M. Alain Bertrand. Monsieur le président, madame la ministre, mes chers collègues, selon le dernier baromètre du 115, dévoilé mercredi 5 décembre, la prise en charge des sans-abri s'est encore détériorée depuis un an. Dans les trente-sept départements étudiés, les demandes d'hébergement ont augmenté de 37 % par rapport au mois de novembre 2011. Le dispositif ne parvient plus à répondre aux besoins : le taux de réponses négatives, extrêmement élevées, atteint 78%. Cette tension affecte des territoires jusque-là épargnés. Fait plus frappant encore, on observe l'augmentation du nombre de familles appelantes et de jeunes. Parmi les demandes, 53 % sont désormais formulées par des familles ; en un an, elles sont en hausse de 60 %.
Mardi dernier, lors de la clôture de la conférence nationale de lutte contre la pauvreté et pour l'inclusion sociale, M. le Premier ministre a annoncé la création de 8 000 nouvelles places d'hébergement, qui s'ajoutent aux moyens supplémentaires accordés pour 2012, lesquels seront consolidés en 2013.
Point positif, le plan hivernal a été mis en œuvre de manière anticipée et accélérée. Madame la ministre, vous avez aussi évoqué la possibilité de réquisitionner un certain nombre de bâtiments. La réquisition fait certes partie de la panoplie légale, mais ne nous trompons pas de cible : la responsabilité de l'hébergement d'urgence incombe avant tout, quelles que soient les conditions, à l'État.
Je vous poserai une question qui pourrait paraître décalée en ce début de grand froid, mais qui ne l'est pas ; elle a trait à l'absence de réponse annuelle au problème de l'hébergement d'urgence, celle-ci étant limitée à l'hiver. Or cet hébergement n'est pas une affaire de saison.
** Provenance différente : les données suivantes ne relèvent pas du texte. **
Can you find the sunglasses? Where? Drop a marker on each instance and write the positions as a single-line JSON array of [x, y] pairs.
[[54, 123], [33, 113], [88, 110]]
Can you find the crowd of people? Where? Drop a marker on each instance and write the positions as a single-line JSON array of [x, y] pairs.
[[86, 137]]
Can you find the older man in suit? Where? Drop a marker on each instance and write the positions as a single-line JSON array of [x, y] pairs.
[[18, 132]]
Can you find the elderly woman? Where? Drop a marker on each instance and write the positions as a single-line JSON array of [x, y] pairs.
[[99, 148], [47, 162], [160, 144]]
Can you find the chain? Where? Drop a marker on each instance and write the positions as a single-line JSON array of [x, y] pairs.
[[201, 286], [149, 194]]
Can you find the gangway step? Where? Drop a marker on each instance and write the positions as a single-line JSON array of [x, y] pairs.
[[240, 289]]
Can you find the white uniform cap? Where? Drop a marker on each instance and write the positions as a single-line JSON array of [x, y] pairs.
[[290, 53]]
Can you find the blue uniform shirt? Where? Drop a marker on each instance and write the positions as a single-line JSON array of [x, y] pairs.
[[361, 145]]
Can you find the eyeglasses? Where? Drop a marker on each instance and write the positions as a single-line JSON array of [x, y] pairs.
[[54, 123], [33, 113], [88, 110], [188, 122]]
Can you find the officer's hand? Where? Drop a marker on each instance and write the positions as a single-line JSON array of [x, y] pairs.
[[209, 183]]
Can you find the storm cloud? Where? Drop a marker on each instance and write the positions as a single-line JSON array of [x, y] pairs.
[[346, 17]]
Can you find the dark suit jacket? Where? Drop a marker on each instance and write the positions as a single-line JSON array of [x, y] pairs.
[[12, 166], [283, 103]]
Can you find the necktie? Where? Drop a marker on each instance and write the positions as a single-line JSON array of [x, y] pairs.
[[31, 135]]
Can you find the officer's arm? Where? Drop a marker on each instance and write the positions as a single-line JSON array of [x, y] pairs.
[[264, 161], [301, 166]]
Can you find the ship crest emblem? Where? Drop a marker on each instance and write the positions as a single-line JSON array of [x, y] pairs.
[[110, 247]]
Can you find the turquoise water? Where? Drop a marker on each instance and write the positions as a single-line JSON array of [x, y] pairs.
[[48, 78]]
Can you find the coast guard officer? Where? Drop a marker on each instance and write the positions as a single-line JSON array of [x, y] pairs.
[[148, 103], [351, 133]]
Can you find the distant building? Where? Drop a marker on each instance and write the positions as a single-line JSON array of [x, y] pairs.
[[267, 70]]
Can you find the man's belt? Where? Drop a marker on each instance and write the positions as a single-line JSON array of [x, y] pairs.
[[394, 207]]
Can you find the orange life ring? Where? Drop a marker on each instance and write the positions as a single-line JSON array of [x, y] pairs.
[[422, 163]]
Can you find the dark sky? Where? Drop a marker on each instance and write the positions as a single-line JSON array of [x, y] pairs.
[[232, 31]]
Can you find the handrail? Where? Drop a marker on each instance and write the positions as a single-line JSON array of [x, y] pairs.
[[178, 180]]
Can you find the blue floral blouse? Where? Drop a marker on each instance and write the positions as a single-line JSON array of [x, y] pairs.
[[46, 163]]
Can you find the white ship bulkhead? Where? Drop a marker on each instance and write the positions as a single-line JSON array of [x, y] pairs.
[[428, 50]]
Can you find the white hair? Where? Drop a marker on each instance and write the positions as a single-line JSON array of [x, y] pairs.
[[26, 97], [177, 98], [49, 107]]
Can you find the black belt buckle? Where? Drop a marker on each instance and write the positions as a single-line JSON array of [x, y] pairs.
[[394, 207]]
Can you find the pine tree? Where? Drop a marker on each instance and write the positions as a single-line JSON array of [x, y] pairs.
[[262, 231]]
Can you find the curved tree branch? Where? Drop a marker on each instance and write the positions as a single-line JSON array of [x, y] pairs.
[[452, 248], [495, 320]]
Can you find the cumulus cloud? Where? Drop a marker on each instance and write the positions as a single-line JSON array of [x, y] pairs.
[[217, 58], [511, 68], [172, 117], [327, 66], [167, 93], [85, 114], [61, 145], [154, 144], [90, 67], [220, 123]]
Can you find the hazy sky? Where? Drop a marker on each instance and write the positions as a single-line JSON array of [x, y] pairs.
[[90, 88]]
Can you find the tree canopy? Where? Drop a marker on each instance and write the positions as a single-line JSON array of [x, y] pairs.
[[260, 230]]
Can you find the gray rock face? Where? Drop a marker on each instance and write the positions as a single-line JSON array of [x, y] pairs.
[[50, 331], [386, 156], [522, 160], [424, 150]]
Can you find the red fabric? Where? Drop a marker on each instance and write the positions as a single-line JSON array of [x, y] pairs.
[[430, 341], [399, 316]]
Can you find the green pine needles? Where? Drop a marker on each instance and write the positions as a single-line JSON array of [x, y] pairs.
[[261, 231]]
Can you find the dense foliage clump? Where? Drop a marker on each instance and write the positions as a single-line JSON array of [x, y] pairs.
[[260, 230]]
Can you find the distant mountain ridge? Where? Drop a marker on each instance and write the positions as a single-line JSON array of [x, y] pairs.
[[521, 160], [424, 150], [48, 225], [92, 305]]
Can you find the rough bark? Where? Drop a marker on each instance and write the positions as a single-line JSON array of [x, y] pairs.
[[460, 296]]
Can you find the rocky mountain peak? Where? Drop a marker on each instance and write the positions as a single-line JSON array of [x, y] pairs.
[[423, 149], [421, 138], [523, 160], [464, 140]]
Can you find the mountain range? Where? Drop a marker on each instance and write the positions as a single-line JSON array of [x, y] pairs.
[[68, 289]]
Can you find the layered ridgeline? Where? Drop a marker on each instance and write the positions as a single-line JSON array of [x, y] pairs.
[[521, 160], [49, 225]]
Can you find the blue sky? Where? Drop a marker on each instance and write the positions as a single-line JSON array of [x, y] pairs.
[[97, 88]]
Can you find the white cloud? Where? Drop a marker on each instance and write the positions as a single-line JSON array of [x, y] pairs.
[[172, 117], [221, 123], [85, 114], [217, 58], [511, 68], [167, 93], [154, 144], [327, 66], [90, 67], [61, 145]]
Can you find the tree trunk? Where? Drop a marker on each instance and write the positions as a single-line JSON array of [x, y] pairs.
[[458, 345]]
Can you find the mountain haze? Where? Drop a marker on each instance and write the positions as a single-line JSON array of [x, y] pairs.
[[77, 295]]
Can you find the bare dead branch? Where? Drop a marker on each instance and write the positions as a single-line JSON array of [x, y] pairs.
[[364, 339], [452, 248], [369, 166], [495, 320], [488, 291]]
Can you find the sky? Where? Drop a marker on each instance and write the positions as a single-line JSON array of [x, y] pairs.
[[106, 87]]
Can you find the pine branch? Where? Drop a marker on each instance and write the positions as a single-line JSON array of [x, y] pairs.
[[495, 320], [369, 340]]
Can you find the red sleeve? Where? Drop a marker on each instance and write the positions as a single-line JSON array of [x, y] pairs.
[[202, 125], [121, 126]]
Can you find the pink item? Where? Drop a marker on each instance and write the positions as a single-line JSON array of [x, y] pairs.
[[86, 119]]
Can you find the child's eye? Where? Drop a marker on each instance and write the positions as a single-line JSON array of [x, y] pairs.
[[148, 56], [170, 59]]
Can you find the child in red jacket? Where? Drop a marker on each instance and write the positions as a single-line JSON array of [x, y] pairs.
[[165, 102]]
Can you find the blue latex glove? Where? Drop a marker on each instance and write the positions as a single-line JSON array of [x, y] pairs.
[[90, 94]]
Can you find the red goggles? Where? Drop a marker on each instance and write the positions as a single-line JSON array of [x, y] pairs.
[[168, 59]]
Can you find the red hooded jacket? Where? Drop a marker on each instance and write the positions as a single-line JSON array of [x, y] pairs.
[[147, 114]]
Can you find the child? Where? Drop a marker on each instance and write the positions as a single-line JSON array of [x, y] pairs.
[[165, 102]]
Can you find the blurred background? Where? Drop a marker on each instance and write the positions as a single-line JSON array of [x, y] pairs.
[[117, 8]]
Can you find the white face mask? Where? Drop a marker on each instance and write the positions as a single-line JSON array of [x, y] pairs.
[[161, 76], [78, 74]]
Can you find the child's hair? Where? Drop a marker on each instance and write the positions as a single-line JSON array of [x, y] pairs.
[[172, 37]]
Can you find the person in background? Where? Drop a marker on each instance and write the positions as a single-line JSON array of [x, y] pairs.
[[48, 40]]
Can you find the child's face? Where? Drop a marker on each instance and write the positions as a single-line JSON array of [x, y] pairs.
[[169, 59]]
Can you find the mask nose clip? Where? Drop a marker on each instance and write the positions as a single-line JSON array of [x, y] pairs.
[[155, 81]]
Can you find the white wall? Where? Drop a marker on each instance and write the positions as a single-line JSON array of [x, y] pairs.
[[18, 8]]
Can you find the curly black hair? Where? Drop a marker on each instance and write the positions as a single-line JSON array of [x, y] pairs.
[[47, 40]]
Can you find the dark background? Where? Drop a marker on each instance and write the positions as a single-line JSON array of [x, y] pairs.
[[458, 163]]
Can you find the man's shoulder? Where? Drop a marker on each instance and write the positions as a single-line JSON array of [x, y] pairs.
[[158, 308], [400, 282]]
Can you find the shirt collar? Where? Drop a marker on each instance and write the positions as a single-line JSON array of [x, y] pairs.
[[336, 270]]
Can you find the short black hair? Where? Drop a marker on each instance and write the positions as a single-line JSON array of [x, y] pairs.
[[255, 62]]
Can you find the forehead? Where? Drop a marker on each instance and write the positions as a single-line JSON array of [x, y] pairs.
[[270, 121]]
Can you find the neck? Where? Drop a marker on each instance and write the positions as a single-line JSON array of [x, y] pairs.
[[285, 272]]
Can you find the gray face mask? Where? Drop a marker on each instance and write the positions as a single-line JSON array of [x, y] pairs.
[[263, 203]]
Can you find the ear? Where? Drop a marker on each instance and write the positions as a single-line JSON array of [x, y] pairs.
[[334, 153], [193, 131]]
Nous sommes aujourd'hui face à une gestion au thermomètre, en stop and go, qui conduit à remettre les personnes à la rue dès que les températures sont plus clémentes.
Pourtant, au mois de juillet, les demandes reçues par le 115 ont été aussi importantes qu'entre les mois de décembre et de mars, mais elles ont moins souvent abouti, en raison, notamment, de la fermeture des places d'hébergement hivernales.
La question du groupe du RDSE est donc la suivante : que comptez-vous faire en matière de gestion annuelle de l'hébergement d'urgence ?
Mme Cécile Duflot, ministre de l'égalité des territoires et du logement. Vous soulevez dans votre question, monsieur le sénateur, deux points essentiels. Le premier, c'est que l'aggravation de la crise rend encore plus difficile la situation du mal-logement et a même jeté à la rue, ces derniers mois, des familles. Le second, c'est que le plan hivernal n'est pas satisfaisant parce que l'on meurt plus dans la rue en été qu'en hiver et que les besoins sont tout aussi criants en période estivale.
Voilà pourquoi le Gouvernement a décidé - vous avez mentionné les annonces du Premier ministre - de sortir de la logique du thermomètre, de mettre en place un dispositif d'hébergement pérenne comprenant l'ouverture de centres parfaitement adaptés et celle de 9 000 places de logement accompagné - soit 8 000 places supplémentaires par rapport au budget pour 2013 -, afin de favoriser l'accession au logement traditionnel.
Par ailleurs, j'espère que nous mettons en œuvre pour la dernière fois le plan grand froid, qui prévoit l'ouverture de gymnases, de lieux pas vraiment adaptés. J'espère aussi que nous aurons les moyens de répondre aux besoins des familles. Il est parfois difficile d'identifier ces dernières, car les parents à la rue se cachent pour maintenir le contact avec leurs enfants. Il nous incombe d'engager une telle politique.
Monsieur le sénateur, vous avez indiqué, avec raison, que ces questions relevaient de la responsabilité de l'État. C'est pourquoi dans certaines agglomérations - je pense en particulier aux régions Île-de-France, Rhône-Alpes, Provence-Alpes-Côte d'Azur - le Gouvernement a justement décidé de réquisitionner le cas échéant des bâtiments vides pour assumer sa responsabilité qui est de trouver des lieux d'accueil pour des gens qui sont aujourd'hui à la rue.
Nous aurons l'occasion d'en débattre, mais je tiens à vous informer que, sur les deux points que vous avez soulevés, le Gouvernement a pris la décision de mettre en œuvre une politique d'hébergement différente, qui s'appuie sur un principe fondamental : le droit à un toit.
M. le président. La parole est à M. Alain Bertrand, pour la réplique.
M. Alain Bertrand. Madame la ministre, nous demandons une action à la fois annualisée et plus forte, manifestement conforme à la stratégie que vous venez de nous présenter. Votre réponse convient donc parfaitement au groupe du RDSE.